What have we gained by this transformation? For small bitmaps, not much. But as we'll see later in the term, for very large images, the simple nested for loop can be very inefficient. This transformation allows us to change the representation of images in a way that enables efficient traversal of the data structure.

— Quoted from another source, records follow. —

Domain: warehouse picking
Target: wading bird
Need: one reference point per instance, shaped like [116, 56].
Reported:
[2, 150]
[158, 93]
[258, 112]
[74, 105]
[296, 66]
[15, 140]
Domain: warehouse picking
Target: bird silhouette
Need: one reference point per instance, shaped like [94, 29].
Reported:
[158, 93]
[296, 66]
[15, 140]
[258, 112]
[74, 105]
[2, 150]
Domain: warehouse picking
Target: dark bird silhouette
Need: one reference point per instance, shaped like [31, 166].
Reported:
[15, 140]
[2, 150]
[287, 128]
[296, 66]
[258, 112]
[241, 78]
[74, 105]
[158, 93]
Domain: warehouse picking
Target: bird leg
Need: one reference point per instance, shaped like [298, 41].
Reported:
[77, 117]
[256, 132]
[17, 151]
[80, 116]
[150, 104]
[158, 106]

Because the traversal is hidden inside map, instead of in every client, it becomes easy to change.

<definition of function live_neighbor_count>= (<-U)

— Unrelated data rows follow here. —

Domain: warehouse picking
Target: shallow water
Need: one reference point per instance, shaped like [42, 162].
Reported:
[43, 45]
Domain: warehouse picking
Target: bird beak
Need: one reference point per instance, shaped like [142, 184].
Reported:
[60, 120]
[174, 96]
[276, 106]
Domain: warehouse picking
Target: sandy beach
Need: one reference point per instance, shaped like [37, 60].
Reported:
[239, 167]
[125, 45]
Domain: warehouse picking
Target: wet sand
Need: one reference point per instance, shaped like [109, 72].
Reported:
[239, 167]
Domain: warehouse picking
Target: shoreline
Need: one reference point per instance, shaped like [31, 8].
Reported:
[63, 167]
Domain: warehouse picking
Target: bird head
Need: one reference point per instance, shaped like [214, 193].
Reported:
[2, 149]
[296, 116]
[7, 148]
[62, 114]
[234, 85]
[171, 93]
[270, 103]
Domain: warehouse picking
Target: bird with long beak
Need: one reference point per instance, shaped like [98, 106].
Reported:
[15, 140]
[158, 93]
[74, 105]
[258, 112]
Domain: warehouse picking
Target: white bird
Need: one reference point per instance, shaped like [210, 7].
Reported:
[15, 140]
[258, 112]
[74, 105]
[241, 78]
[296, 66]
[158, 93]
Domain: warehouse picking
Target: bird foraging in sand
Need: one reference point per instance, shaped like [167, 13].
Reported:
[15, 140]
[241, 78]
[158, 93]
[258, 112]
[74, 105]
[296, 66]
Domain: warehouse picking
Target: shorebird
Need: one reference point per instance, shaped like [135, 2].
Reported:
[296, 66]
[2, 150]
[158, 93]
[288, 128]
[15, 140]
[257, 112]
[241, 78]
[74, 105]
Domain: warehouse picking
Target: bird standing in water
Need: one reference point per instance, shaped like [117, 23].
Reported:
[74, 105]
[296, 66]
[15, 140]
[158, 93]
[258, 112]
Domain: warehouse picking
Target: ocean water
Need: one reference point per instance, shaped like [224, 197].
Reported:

unsigned live_neighbor_count(Bit2_T board, int col, int row) {
  int w = Bit2_width(board);
  int h = Bit2_height(board);
  int i, j;
  unsigned n = 0;
  for (i = col > 0 ? col - 1 : col; i <= col + 1 && i < w; i++)
    for (j = row > 0 ? row - 1 : row; j <= row + 1 && i < h; j++)
      if ((i != col || j != row) && Bit2_get(board, i, j) == LIVE)
        n++;
  return n;
}
<declarations of Bit2 type and functions>= (<-U)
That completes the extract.